We can judge ourselves and others based on the contradictions we observe, or we can inquire into these same contradictions with a curious mind and open heart. We might ask ourselves “What are the various parts of this person that are trying to have a voice?” We might try assuming that both sides of any contradiction hold an important truth, and rather than pitting them against each other, we might experiment with “backing up” until our perspective is broad enough to include both sides. This type of inquiry asks us to soften our focus.
We’re accustomed in this culture to seek answers, facts, and quantitative data, to narrow our focus until we’ve solved the problem. It’s a reductionist way of seeing each other and the world, and it keeps us from finding solace in the mystery; it keeps us from experiencing the sweet surrender and easy humility of simply not knowing. “Simply not knowing” is a wonderful state of being. Have you practiced it? When we allow ourselves to be washed over by waves of contradiction, and we stop insisting on sorting out each one, we might find ourselves on new unfamiliar ground, a place where fresh experiences and re-connection become possible.
With some practice allowing contradiction, it begins to transform. Contradiction that is allowed, that is honored, can begin to mature into its wise relative: paradox.
Contradiction is that annoying know-it-all brother in law who seems oblivious to the way he rubs everyone the wrong way. Paradox, on the other hand, is that enigmatic uncle, mysterious and calm, whom you feel good around, even if he’s strange and maybe a little bit crazy.
Contradiction is two dimensional, black and white. Paradox is multi-dimensional, full of color.
Contradiction is blunt, a dead-end, right and wrong, end of story, a door closing.
Paradox is a door opening.
As much as contradiction is confusing and deadening, paradox is illuminating and enlivening. Contradiction cuts us off. Paradox connects us. Contradiction is an annoying problem of logic. Paradox, like love, is mysterious and awe inspiring, unsolvable.

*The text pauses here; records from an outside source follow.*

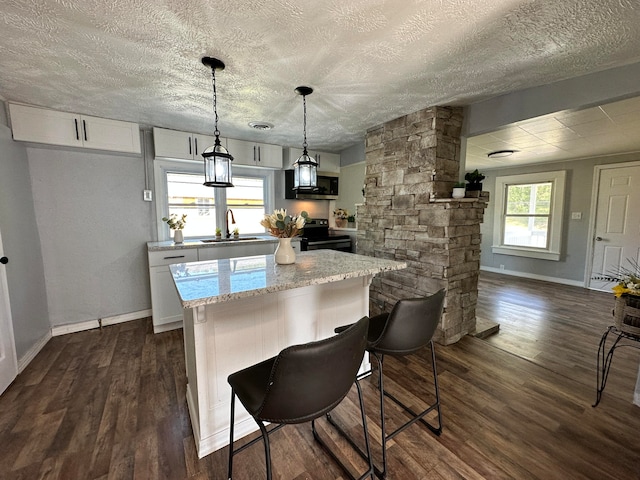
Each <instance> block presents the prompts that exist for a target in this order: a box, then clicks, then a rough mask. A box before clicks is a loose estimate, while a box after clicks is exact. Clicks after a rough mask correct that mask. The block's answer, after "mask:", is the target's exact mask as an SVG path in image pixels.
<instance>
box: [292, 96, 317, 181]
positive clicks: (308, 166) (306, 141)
mask: <svg viewBox="0 0 640 480" xmlns="http://www.w3.org/2000/svg"><path fill="white" fill-rule="evenodd" d="M295 92H296V93H297V94H298V95H302V105H303V107H304V141H303V142H302V155H300V157H299V158H298V159H297V160H296V161H295V162H294V164H293V189H294V190H297V191H305V190H306V191H309V190H314V189H315V188H316V187H317V185H318V180H317V170H318V163H317V162H316V160H315V159H314V158H312V157H310V156H309V153H308V152H307V95H311V94H312V93H313V88H311V87H298V88H296V89H295Z"/></svg>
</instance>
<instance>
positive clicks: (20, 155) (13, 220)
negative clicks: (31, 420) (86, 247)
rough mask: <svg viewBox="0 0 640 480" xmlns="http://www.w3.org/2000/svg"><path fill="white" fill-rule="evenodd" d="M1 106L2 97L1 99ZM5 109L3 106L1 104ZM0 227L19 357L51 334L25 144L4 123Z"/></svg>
mask: <svg viewBox="0 0 640 480" xmlns="http://www.w3.org/2000/svg"><path fill="white" fill-rule="evenodd" d="M0 106H2V103H0ZM0 110H3V109H2V108H0ZM0 231H2V243H3V248H4V252H3V253H4V255H6V256H7V258H9V263H8V264H7V265H6V266H5V267H3V268H6V272H7V283H8V288H9V301H10V303H11V319H12V322H13V332H14V336H15V342H16V355H17V357H18V362H19V363H22V362H21V359H22V358H23V357H24V356H25V354H27V352H29V350H30V349H31V348H32V347H33V346H34V345H36V344H37V343H39V342H40V341H41V340H42V339H44V338H45V337H46V336H47V335H48V334H49V330H50V329H49V314H48V312H47V294H46V288H45V282H44V269H43V263H42V253H41V248H40V234H39V232H38V229H37V226H36V217H35V211H34V205H33V197H32V192H31V179H30V178H29V163H28V159H27V154H26V150H25V147H24V146H23V145H22V144H20V143H17V142H14V141H13V139H12V138H11V130H10V129H9V128H8V127H6V126H5V125H1V124H0Z"/></svg>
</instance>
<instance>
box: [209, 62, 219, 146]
mask: <svg viewBox="0 0 640 480" xmlns="http://www.w3.org/2000/svg"><path fill="white" fill-rule="evenodd" d="M211 77H212V78H213V115H214V118H215V131H214V132H213V134H214V135H215V136H216V137H219V136H220V131H219V130H218V109H217V108H216V105H217V103H218V95H217V92H216V69H215V68H212V69H211Z"/></svg>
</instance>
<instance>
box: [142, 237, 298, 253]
mask: <svg viewBox="0 0 640 480" xmlns="http://www.w3.org/2000/svg"><path fill="white" fill-rule="evenodd" d="M240 238H241V240H233V239H229V240H227V239H225V240H221V241H219V242H218V241H216V242H203V241H201V240H185V242H184V243H173V240H166V241H164V242H147V251H149V252H161V251H163V250H181V249H183V248H212V247H228V246H229V245H251V244H255V243H273V244H275V243H278V239H277V238H276V237H272V236H270V235H261V236H260V235H256V236H255V238H253V236H252V238H251V240H245V239H243V238H242V237H240ZM292 241H294V242H299V241H300V237H296V238H294V239H292Z"/></svg>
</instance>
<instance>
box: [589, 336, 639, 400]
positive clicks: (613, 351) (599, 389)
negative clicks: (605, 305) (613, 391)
mask: <svg viewBox="0 0 640 480" xmlns="http://www.w3.org/2000/svg"><path fill="white" fill-rule="evenodd" d="M609 334H612V335H614V336H615V337H616V338H615V340H614V341H613V344H612V345H611V347H610V348H609V350H608V351H607V348H606V344H607V337H608V336H609ZM622 339H627V340H631V341H633V342H635V344H634V343H631V344H630V343H620V341H621V340H622ZM618 347H633V348H638V349H640V335H635V334H633V333H628V332H623V331H621V330H618V328H616V326H615V325H611V326H610V327H609V328H607V330H606V331H605V332H604V334H603V335H602V338H601V339H600V345H599V346H598V365H597V368H596V370H597V373H596V375H597V377H596V379H597V380H596V381H597V385H596V388H597V391H596V403H594V404H593V405H592V406H593V407H596V406H598V404H599V403H600V400H601V399H602V392H603V391H604V387H605V386H606V384H607V377H608V376H609V370H610V369H611V362H612V361H613V352H614V351H615V349H616V348H618ZM605 352H606V354H605Z"/></svg>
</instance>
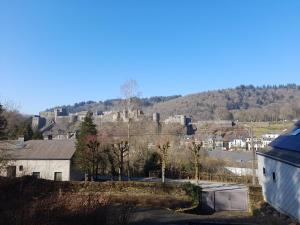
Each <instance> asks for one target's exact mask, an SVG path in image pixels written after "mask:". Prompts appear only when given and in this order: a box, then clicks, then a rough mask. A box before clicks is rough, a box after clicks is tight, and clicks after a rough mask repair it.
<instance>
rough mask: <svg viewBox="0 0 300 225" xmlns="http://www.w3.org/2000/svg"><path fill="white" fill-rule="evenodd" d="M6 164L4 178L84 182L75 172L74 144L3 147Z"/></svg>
mask: <svg viewBox="0 0 300 225" xmlns="http://www.w3.org/2000/svg"><path fill="white" fill-rule="evenodd" d="M1 149H2V153H3V154H4V159H5V161H6V163H5V166H4V169H2V170H1V173H0V174H1V175H2V176H7V177H20V176H25V175H29V176H34V177H37V178H42V179H47V180H56V181H69V180H81V179H82V178H83V175H82V173H80V172H78V171H76V170H75V169H73V168H72V159H73V156H74V153H75V142H74V140H30V141H26V142H24V141H22V140H19V141H8V142H2V143H1Z"/></svg>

When we see only the contradictions in our partner, we are looking at them like problems to be solved, like broken machines. When we are able to look at our partner and see the deep paradox underneath the contradictions, we begin to see them in their fuller mystery. We view them with our heart’s intelligence, not just our reasoning mind.
You don’t need to figure this out entirely to work with it. It’s ultimately not any technique, but rather plumbing your own depth and growing your own capacity that turns contradiction into paradox and enriches your life and relationship.
If you will simply allow contradiction in your life, in the world, in your partner, rather than fighting against it, you will have begun this practice.